BAB 4 || Catur Halu

238 87 3
                                    

"Itu..." ucapnya menggantung.

Aku semakin penasaran apa yang akan dia katakan selanjutnya. Refleks wajahku maju beberapa senti untuk menyimak apa yang akan ia ucapkan selanjutnya.

"Lo gak perlu tau." akhirnya sambil memandangku aneh, raut wajahnya tak bisa diartikan, dan tatapan matanya menyiratkan sesuatu.

"Kenapa?" tanyaku penasaran.

"Sekarang bukan saatnya lo tau." katanya lagi.

Arrggghhh! Kenapa dia membuatku menjadi arwah penasaran! Kenapa dia tidak langsung memberi tau saja, toh juga tidak akan terjadi apa-apa!

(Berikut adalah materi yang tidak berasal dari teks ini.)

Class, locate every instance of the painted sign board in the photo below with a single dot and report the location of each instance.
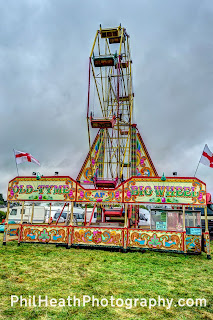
(44, 189)
(188, 191)
(171, 191)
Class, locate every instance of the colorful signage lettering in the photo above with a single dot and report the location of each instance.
(135, 190)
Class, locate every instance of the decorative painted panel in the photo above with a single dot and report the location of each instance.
(12, 232)
(98, 236)
(97, 195)
(43, 189)
(155, 240)
(172, 191)
(206, 241)
(193, 243)
(44, 234)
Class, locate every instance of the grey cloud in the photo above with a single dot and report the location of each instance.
(44, 50)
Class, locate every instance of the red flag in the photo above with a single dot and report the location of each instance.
(207, 157)
(24, 156)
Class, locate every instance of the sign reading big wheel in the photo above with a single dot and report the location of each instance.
(184, 191)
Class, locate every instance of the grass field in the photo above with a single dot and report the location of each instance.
(36, 269)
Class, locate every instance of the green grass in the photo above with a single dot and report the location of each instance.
(36, 269)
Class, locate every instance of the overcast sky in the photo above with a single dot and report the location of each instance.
(44, 50)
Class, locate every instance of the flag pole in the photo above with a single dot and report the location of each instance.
(199, 161)
(15, 161)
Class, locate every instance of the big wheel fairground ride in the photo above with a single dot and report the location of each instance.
(112, 157)
(117, 176)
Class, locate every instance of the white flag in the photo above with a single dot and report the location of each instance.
(24, 156)
(207, 157)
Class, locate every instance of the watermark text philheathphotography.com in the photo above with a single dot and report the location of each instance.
(86, 300)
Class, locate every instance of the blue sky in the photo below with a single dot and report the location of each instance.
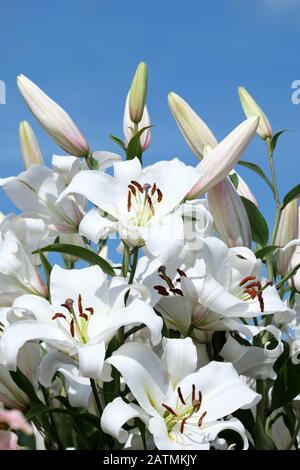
(84, 53)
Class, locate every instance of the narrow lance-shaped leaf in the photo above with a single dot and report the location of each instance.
(81, 253)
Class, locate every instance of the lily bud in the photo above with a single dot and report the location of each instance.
(287, 231)
(128, 126)
(223, 158)
(251, 108)
(229, 214)
(138, 93)
(295, 260)
(29, 146)
(56, 122)
(243, 189)
(196, 133)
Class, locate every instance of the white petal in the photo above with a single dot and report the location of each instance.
(138, 312)
(89, 282)
(91, 359)
(94, 226)
(143, 373)
(223, 392)
(180, 357)
(18, 333)
(106, 159)
(116, 414)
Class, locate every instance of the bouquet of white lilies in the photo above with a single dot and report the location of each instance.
(186, 336)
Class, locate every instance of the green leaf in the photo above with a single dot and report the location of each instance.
(25, 385)
(274, 139)
(291, 195)
(266, 251)
(287, 383)
(134, 148)
(234, 179)
(259, 227)
(258, 170)
(81, 253)
(118, 141)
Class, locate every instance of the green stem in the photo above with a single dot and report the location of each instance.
(294, 437)
(126, 259)
(96, 396)
(287, 276)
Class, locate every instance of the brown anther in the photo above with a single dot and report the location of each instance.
(251, 292)
(68, 305)
(162, 269)
(159, 195)
(161, 290)
(169, 409)
(58, 315)
(182, 425)
(200, 421)
(132, 189)
(72, 328)
(181, 273)
(138, 186)
(175, 291)
(129, 201)
(246, 279)
(180, 396)
(150, 204)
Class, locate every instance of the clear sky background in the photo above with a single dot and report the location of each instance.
(83, 53)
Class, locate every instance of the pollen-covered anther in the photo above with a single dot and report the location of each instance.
(162, 290)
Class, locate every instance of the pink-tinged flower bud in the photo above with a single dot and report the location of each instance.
(287, 231)
(251, 108)
(229, 214)
(223, 158)
(196, 133)
(130, 131)
(29, 146)
(243, 189)
(56, 122)
(138, 93)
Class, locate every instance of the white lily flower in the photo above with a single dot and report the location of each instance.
(128, 126)
(18, 274)
(181, 406)
(36, 190)
(56, 122)
(224, 157)
(140, 203)
(214, 294)
(84, 314)
(251, 360)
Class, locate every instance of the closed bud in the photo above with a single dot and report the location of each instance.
(229, 214)
(56, 122)
(129, 130)
(29, 146)
(221, 160)
(251, 108)
(287, 231)
(138, 93)
(196, 133)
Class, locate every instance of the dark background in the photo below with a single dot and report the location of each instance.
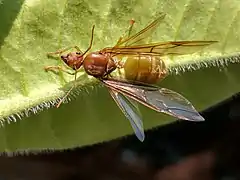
(182, 150)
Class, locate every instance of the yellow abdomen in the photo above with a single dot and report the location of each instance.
(146, 69)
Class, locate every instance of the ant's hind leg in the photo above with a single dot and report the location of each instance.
(58, 68)
(64, 50)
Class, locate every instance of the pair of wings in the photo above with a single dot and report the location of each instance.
(158, 99)
(132, 44)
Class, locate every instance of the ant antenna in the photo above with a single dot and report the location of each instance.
(91, 41)
(75, 79)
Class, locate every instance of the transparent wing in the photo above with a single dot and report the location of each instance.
(158, 99)
(144, 33)
(130, 112)
(162, 48)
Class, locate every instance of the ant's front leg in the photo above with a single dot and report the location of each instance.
(64, 50)
(58, 68)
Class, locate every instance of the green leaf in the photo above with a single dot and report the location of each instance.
(31, 28)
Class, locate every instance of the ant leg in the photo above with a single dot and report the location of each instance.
(64, 50)
(67, 94)
(128, 32)
(91, 41)
(58, 68)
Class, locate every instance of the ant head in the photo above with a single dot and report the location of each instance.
(73, 59)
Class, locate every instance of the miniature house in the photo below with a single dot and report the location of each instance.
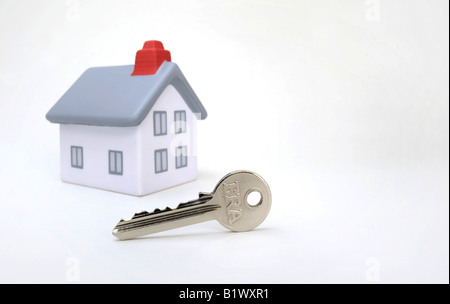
(129, 129)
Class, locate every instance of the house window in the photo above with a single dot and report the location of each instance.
(160, 160)
(181, 157)
(180, 122)
(159, 123)
(115, 162)
(76, 157)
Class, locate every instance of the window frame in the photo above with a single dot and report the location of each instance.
(114, 154)
(162, 123)
(158, 157)
(76, 157)
(180, 124)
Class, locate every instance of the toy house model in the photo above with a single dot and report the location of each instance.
(129, 129)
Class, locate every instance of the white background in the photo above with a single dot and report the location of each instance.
(342, 106)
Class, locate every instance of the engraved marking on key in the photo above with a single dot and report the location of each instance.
(231, 193)
(227, 204)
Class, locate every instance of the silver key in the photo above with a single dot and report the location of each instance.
(228, 204)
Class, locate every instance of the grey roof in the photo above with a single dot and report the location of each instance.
(109, 96)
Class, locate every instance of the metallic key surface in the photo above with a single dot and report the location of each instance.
(229, 203)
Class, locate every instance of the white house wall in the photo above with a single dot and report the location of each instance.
(169, 101)
(138, 145)
(96, 141)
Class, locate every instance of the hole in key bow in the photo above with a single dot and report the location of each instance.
(254, 198)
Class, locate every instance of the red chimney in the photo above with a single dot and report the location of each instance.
(150, 58)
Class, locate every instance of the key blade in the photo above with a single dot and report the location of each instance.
(144, 223)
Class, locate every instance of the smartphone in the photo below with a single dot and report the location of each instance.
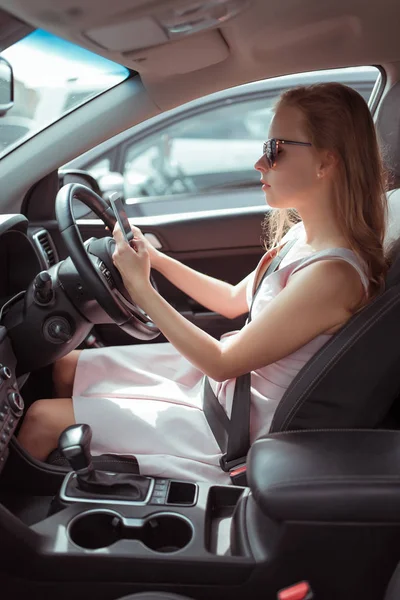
(121, 216)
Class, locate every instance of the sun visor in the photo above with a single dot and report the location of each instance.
(190, 54)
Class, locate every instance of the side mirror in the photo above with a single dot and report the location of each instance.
(6, 86)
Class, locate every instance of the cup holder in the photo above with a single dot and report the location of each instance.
(163, 532)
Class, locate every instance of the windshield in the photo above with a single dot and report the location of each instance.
(51, 77)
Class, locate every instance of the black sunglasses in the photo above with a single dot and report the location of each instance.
(271, 148)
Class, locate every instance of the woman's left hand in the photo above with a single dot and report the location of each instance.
(133, 263)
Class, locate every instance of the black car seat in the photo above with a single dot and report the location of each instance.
(393, 591)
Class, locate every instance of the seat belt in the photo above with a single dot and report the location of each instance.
(233, 435)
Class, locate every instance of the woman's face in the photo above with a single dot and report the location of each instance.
(294, 180)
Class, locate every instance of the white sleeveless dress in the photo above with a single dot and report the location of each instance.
(146, 400)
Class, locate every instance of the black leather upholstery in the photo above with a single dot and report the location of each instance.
(393, 591)
(327, 476)
(354, 379)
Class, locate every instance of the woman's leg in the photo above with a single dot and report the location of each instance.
(43, 424)
(64, 374)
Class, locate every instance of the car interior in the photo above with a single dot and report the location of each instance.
(320, 507)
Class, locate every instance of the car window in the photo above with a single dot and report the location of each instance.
(52, 76)
(185, 162)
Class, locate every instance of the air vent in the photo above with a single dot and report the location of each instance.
(46, 247)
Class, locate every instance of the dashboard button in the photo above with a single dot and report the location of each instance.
(16, 403)
(5, 372)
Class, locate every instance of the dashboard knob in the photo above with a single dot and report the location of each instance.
(16, 403)
(5, 372)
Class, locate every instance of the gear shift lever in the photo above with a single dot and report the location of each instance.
(74, 445)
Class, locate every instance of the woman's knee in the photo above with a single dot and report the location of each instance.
(43, 424)
(64, 371)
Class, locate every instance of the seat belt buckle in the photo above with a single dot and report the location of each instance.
(238, 475)
(299, 591)
(237, 469)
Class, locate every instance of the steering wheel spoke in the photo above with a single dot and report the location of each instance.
(93, 261)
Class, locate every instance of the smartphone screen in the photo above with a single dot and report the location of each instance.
(121, 216)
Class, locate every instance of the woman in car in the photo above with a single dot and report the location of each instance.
(323, 160)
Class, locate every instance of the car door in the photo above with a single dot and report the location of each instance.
(188, 182)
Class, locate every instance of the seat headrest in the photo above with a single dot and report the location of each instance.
(392, 238)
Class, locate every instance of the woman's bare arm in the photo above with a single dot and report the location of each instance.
(218, 296)
(316, 299)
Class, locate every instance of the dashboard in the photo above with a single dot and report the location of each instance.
(23, 254)
(26, 249)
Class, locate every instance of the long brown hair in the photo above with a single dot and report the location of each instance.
(337, 118)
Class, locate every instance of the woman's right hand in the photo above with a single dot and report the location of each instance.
(155, 255)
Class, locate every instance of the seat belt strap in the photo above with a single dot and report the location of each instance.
(233, 435)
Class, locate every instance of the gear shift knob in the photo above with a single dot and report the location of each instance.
(74, 445)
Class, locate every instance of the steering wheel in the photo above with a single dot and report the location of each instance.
(93, 261)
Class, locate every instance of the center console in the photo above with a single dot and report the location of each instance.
(320, 506)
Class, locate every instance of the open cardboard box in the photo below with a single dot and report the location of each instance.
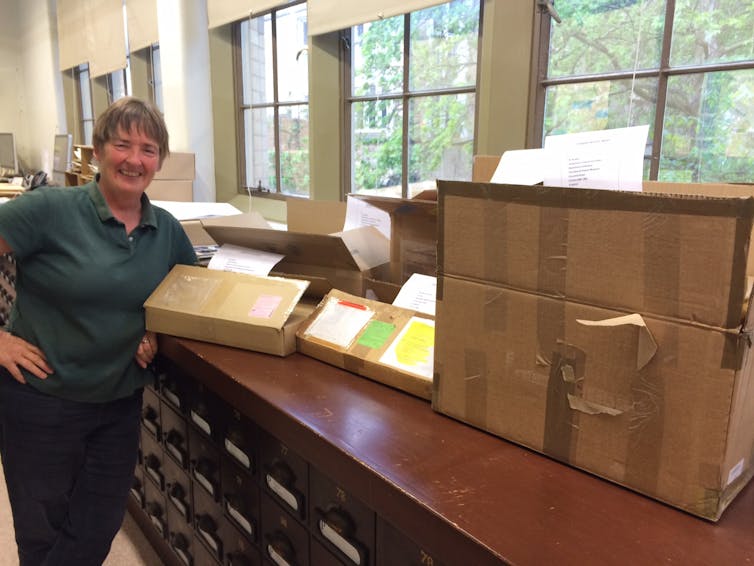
(341, 260)
(609, 330)
(385, 343)
(234, 309)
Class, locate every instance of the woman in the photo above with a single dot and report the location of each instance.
(76, 355)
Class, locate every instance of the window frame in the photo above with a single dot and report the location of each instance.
(82, 121)
(662, 73)
(276, 105)
(406, 96)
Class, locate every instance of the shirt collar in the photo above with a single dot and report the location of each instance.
(148, 217)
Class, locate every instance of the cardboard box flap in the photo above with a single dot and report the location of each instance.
(263, 301)
(684, 257)
(413, 235)
(315, 216)
(353, 250)
(247, 220)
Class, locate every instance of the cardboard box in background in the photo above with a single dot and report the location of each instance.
(234, 309)
(175, 190)
(364, 354)
(413, 235)
(177, 166)
(328, 261)
(175, 179)
(521, 273)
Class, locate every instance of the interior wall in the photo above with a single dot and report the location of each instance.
(32, 105)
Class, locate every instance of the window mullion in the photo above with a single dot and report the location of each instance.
(662, 90)
(405, 102)
(276, 111)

"Terserah lo dah! Terus kenapa lo tau gue dapet mapel geo di jam pertama?" tanyaku lagi.

"Waktu gue mau ke toilet, gue liat ibu Tiri masuk kelas lo." jawabnya santai.

"Lo anak IPS juga? Kok gue gak pernah liat lo selama ini?" kataku terheran-heran.

"Menurut lo?" katanya tersenyum miring.

"Lo nya aja yang gak pernah perhatiin sekitar lo. Lo itu terlalu fokus sama sesuatu yang lo suka, sedangkan di sekitar lo seolah-olah gak berharga dan lo gak pernah peduli sekalipun." katanya datar tanpa mau menatapku seperti sebelum-sebelumnya.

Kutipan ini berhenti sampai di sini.